見出し画像

母がついた嘘

小学校三年生にもなると、お手伝いを覚え ''小さいお母さん '' を演じるのが楽しかった時期があった。

「こぼさないように!」

「へいへい、すぃませんねぇ、お母さん」

いつも自分が言われている事をいっちょ前に父に注意し、父もそれを面白がった。


当時のマイブームといえば、家中の水回りを掃除する事。隅々まで綺麗にしてから最後にお風呂場の壁を一気に流すと淡い色の付いた水がサーッとタイルを伝って排水溝まで競争する。
私の心の汚れも一緒に流れていくような気がして流す瞬間が快感だった。

汗だくになってひと仕事終えた私に、母はいつもありがとうと満面の笑みを浮かべ頭を撫でてくれた。結婚指輪が当たって痛い時もあるが、ものの10秒くらいの母と子の結びつきが私はたまらなく好きだった。

その日、私は台所のシンクをピカピカに磨き上げようと決めていた。なぜならシンクには見慣れない新しいスポンジがおろしてあったからだ。
新品の硬いスポンジを早速泡立て、ステンレスのシンクに円を描いていく。
行ったり来たりを繰り返し、風呂場同様、最後に水を流すのを楽しみに一生懸命頑張った。一滴の泡も残すことなく水で洗い流し、満足気に母が来るのを待った。
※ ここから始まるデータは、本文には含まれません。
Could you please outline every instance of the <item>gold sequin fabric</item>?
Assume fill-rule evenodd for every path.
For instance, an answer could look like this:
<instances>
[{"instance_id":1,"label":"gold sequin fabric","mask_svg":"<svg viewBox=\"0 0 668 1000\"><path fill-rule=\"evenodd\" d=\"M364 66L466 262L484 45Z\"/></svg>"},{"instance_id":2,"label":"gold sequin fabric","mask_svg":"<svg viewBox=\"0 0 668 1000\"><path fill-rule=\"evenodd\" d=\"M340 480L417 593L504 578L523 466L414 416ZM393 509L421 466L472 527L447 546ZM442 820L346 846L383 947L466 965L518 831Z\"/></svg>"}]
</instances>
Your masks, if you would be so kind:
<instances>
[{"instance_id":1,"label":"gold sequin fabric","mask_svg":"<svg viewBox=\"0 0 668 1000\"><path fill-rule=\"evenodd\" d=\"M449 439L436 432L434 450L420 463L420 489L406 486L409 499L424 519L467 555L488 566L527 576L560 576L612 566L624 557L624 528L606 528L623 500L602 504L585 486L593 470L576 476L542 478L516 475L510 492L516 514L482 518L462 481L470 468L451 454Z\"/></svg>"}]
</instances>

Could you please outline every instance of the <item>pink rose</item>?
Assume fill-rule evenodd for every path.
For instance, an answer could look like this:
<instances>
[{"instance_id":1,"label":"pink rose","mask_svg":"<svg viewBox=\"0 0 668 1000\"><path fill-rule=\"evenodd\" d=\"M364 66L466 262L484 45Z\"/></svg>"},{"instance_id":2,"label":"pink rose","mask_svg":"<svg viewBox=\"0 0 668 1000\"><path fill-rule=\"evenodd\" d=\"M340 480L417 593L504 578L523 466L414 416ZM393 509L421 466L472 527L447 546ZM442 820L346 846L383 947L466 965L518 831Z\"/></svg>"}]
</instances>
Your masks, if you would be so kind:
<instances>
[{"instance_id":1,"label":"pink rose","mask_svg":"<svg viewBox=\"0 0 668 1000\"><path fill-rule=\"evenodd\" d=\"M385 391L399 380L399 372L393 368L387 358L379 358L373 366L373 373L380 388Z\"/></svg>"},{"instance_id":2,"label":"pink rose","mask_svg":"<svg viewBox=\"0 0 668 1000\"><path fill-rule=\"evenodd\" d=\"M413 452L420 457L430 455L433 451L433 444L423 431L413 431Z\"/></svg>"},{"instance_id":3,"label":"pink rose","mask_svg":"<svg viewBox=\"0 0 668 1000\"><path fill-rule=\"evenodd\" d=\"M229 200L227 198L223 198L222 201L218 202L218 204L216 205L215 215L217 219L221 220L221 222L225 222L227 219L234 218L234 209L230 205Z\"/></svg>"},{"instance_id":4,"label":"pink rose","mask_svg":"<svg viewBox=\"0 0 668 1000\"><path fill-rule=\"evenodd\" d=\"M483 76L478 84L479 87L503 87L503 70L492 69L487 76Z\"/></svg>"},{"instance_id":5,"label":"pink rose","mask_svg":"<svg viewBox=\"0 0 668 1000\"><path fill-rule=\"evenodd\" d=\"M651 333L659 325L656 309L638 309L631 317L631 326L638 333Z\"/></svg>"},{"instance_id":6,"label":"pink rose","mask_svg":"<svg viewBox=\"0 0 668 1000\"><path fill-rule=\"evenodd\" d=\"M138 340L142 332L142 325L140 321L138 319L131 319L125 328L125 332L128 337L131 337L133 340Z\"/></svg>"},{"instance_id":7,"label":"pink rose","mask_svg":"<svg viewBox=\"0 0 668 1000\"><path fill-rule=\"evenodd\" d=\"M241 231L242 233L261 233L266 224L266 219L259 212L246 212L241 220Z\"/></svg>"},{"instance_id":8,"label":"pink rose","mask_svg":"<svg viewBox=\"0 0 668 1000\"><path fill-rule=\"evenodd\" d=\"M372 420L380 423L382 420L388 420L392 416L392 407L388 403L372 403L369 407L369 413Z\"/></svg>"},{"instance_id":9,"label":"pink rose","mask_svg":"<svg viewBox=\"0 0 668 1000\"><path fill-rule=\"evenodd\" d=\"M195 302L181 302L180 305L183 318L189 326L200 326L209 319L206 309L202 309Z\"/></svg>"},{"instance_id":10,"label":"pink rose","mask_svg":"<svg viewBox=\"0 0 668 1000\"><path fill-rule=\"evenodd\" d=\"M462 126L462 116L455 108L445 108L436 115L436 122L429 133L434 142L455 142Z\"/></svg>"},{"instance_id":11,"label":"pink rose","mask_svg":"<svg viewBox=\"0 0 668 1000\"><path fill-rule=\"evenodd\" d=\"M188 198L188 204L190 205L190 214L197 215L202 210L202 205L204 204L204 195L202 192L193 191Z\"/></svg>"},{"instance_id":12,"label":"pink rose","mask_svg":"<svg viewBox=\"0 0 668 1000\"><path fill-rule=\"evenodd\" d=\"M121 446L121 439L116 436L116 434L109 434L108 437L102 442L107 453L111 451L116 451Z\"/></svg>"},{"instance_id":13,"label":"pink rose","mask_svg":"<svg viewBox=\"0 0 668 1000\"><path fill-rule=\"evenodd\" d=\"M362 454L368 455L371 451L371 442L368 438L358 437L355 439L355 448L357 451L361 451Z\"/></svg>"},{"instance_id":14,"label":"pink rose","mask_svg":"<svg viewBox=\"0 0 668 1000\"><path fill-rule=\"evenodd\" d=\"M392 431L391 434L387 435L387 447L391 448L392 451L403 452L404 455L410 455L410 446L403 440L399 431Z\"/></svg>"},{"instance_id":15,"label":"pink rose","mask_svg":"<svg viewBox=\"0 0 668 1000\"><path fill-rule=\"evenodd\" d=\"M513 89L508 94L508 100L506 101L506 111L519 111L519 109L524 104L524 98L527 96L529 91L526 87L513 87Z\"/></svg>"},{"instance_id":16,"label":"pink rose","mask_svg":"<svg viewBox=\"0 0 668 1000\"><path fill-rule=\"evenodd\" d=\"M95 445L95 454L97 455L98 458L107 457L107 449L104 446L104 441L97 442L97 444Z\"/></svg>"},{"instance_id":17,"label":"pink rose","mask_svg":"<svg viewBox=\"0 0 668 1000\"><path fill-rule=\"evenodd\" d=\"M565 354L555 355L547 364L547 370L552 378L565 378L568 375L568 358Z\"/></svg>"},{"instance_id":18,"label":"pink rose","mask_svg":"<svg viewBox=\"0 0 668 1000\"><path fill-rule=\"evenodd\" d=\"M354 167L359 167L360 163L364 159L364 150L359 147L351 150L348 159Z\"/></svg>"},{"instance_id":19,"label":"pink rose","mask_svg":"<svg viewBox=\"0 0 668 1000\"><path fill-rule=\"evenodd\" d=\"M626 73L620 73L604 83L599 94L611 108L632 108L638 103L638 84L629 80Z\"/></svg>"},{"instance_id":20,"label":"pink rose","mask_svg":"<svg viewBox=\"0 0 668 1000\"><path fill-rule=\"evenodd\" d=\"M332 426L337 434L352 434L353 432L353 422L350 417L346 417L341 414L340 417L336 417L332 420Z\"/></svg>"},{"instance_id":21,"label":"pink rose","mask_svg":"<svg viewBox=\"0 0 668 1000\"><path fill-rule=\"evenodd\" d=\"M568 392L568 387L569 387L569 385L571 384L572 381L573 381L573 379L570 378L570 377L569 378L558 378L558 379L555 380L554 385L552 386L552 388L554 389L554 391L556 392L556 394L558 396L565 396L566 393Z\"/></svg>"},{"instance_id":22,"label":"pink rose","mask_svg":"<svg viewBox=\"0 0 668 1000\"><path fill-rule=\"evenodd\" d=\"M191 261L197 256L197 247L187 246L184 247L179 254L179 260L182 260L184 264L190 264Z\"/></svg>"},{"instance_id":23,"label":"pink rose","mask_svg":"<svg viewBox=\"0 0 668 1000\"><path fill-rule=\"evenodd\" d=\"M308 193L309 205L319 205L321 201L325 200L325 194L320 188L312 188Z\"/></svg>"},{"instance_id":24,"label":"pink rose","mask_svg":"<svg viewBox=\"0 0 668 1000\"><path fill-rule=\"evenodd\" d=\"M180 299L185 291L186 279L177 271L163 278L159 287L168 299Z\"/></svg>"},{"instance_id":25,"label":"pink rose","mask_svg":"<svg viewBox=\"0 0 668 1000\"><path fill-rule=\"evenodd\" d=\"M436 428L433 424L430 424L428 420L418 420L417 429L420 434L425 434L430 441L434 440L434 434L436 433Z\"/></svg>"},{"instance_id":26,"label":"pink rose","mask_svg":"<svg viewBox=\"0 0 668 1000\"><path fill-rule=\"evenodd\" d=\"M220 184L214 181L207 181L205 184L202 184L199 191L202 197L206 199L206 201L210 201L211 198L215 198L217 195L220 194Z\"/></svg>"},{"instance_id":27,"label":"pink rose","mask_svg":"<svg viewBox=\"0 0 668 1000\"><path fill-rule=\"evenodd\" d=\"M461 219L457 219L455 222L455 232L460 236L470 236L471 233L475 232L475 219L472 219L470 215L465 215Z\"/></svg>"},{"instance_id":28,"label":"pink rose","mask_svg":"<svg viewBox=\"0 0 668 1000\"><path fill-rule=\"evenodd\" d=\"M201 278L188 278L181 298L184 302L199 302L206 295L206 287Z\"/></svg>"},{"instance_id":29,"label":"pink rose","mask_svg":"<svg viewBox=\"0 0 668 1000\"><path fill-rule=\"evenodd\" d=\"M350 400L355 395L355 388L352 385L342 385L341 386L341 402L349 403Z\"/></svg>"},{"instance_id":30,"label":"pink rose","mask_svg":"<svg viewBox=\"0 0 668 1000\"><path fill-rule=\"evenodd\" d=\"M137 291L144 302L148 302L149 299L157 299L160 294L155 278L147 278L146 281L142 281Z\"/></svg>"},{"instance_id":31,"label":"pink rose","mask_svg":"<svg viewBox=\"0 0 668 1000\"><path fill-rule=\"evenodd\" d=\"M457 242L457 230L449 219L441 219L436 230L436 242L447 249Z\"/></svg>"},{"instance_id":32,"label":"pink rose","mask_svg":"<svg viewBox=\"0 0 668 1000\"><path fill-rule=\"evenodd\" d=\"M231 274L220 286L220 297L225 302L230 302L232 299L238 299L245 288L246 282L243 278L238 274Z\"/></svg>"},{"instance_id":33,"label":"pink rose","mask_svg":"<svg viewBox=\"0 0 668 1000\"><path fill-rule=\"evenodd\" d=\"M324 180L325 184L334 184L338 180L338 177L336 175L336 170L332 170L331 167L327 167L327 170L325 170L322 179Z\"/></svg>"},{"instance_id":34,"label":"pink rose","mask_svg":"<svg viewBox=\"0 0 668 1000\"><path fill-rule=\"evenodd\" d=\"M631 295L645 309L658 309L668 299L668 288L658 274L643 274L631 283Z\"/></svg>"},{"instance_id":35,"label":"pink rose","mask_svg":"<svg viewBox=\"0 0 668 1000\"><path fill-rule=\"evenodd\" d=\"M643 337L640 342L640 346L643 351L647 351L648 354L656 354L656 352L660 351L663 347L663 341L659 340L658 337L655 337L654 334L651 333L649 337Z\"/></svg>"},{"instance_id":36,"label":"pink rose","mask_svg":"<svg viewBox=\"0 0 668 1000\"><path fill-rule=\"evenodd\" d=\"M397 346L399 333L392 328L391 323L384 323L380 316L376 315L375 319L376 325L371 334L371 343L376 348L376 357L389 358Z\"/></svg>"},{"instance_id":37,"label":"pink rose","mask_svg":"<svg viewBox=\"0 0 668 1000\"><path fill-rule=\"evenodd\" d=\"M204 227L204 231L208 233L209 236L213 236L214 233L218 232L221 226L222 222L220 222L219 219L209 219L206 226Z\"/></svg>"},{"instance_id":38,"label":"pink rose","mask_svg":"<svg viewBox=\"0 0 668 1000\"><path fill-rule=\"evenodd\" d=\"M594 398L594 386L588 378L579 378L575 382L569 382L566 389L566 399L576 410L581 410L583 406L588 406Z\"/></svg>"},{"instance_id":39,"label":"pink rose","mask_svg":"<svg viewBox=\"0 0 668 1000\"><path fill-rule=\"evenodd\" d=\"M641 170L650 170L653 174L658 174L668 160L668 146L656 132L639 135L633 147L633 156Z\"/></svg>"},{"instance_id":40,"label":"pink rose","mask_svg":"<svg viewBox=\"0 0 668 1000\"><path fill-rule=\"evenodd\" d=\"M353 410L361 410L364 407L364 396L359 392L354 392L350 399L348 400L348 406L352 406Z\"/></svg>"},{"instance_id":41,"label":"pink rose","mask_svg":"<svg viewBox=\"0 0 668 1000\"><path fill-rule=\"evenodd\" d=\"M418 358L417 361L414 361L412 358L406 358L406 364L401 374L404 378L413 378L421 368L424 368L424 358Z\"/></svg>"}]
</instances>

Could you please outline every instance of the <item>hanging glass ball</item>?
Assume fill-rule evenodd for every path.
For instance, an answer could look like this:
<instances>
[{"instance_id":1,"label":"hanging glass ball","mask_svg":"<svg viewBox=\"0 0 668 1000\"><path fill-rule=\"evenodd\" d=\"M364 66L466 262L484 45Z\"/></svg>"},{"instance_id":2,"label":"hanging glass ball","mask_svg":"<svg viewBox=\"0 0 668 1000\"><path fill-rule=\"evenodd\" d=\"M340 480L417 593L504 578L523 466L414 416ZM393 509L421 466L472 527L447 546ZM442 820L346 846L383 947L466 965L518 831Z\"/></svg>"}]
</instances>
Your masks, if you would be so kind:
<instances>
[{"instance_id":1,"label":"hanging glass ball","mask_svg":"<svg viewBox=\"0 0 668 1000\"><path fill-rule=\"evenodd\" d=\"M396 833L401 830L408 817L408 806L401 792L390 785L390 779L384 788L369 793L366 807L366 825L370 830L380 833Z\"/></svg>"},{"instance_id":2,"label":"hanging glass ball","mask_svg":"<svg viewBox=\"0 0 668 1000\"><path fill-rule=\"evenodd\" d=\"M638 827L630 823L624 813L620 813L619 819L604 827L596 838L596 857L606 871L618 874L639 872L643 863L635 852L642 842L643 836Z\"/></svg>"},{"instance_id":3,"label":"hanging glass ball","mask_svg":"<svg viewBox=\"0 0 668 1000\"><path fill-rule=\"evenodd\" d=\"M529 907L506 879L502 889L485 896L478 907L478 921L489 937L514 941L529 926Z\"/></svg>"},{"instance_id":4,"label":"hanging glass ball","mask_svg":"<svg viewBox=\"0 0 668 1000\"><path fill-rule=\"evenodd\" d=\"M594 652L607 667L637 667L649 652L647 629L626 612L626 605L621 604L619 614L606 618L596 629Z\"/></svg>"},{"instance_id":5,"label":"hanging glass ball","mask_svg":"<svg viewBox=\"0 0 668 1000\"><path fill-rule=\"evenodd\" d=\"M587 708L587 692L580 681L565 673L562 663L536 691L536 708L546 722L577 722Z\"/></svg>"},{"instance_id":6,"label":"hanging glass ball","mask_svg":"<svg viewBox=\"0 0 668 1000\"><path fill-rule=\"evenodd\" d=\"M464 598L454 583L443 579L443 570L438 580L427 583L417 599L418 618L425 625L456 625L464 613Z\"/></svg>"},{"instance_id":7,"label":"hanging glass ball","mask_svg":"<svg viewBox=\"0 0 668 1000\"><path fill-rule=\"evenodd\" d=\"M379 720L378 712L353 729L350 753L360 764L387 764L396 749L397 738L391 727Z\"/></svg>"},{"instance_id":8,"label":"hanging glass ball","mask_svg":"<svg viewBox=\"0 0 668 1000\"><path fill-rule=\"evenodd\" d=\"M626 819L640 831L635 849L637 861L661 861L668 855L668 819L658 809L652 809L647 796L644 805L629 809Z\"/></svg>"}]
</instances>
まだかまだかと待ちわびて、階段を降りてくる足音に声を放った。

「お母さん、みてみて!綺麗になった!」

待ちきれず階段を半分登り、母の手をひく。
いつもの母ならここで大きな歯を見せてギュッとしてくれるはずだが、その日は一気に険しい表情になった。一言も発しないまますぐさまキッチンのシンクに向かう。

「あたらしいスポンジあったからそれで洗ったよ!」

いつもと様子の違う母へ余計な説明を加えて、褒められようと必死になった。

「ちょっと!こんなので擦ったらキズになっちゃうじゃない!!」

母が声を荒らげた。

一瞬の大声を食らって、完全に引き攣った私の顔は多分今にも泣き出しそうだったんだと思う。

「でも、ありがとう、ありがとうね」
母は直ぐに私の頭を撫でた。

嘘だと分かった。

私を傷付けないように母は私に嘘をついた。
そんな母の優しさを全身に浴びて、私もまたそんな母に気を使わせた事を悔やんで、泣きべそをかいた。

子供は思っている程子供ではない。
「大きくなったらお母さんみたいなお母さんになりたい」
そう決めた小三の夏の日だった。


この記事が参加している募集

この記事が気に入ったらサポートをしてみませんか?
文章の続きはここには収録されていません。